Iron Works Fest visits Joliet’s roots
by Debbie Lively
Jun 16, 2010 | 260 views | 0 0 comments | 4 4 recommendations | email to a friend | print
This weekend a summer festival will be held at the site that gave Joliet its name as the city of “iron and steel.”

The “Joliet Iron Works Summer Fest,” a free program sponsored by the Forest Preserve District of Will County, will be held Saturday, June 19, from 10 a.m. to 2 p.m., at the Joliet Iron Works historic site, in downtown Joliet.

“What is key about this site is that Joliet is still known as the city of steel that refers back to this site,” said Bruce Hodgdon, a spokesman for the Will County Forest Preserve District. “There is nothing else like it that is a part of Joliet’s past.”

Visitors to the iron works site can walk through the preserve for a self-guided tour.

What is left of the previous steel companies are the foundation of each building, and at each of the previous structures there are 17 exhibits that provides information about each structure and how the work done at each building contributed to the iron and steel-making process.

For decades the site was forgotten. The foundational ruins were hidden under a thick growth of vegetation. In the early 1990s, an open space organization, CorLands, negotiated with U.S. Steel who still owed the space to make it a public-use property.

“For all of those years it was forgotten, it lay beneath weeds,” Hodgdon added.

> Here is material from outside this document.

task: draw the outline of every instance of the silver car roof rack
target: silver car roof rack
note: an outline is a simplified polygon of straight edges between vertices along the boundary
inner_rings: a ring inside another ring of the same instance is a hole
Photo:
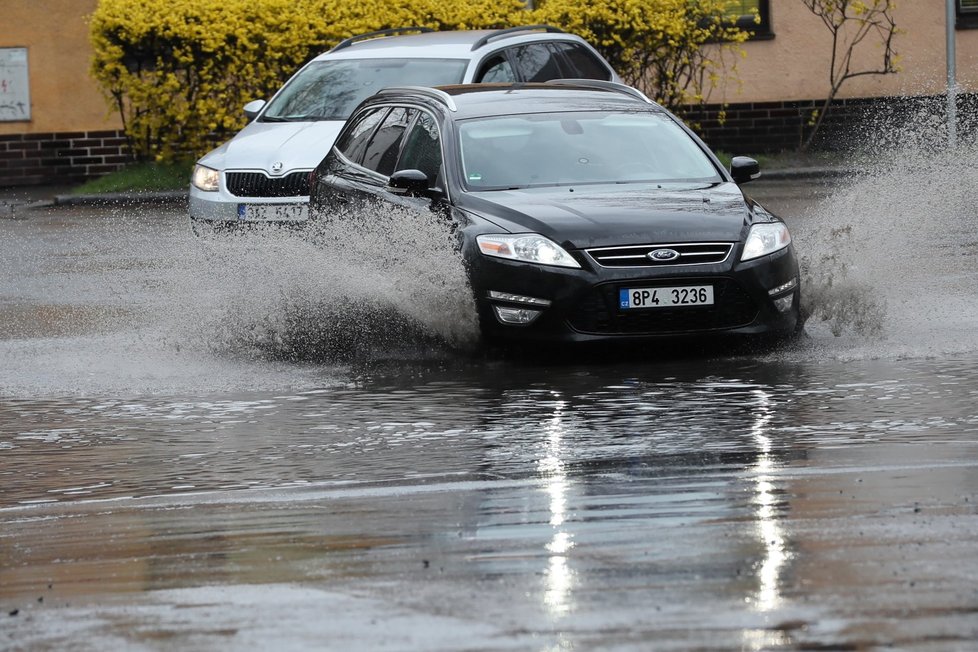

U.S. Steel agreed to donate the 60-acre parcel to the forest preserve if the district agreed to develop it for public use. Then the district received a grant that provided a large amount of the $2 million needed to renovate the space.

Local businessmen built the original foundry, called the Union Coal, Iron and Transportation Company, around 1870. At the time Joliet was a good location for a new factory. The location had coal supplies, and it was near the I & M Canal. During this time Joliet was becoming a major rail hub, a staging area for western expansion. The factory included two blast furnaces, and a 95-foot-high structure that produced about 700 tons of pig iron a day.

In 1873 the company reorganized and became the Joliet Iron and Steel Company. The new company added two 5-ton Bessemer Converters, a technology that originated in England that enabled iron ore to be converted into steel. Before this process, steel was rare and costly. The Bessemer Converters produced large amounts of steel and for cheaper.

By 1887 the Joliet Iron and Steel Company became the largest producer of steel rails in the world. By the turn of the 20th century, the factory reached its peak. It employed 2,000 men and produced steel 24-hours a day, with an annual payroll of about $2 million. The plant became part of the United States Steel Corporation in 1901.

The festival to commemorate this site will provide entertainment, food, and children’s activities including a climbing wall, petting zoo, pony rides, face painting and an inflatable obstacle, as well as a self-guided tour of the site ruins.

The Joliet Iron Works historic site is located on Columbia Street, just east of Scott Street and the Ruby Street Bridge, in downtown Joliet.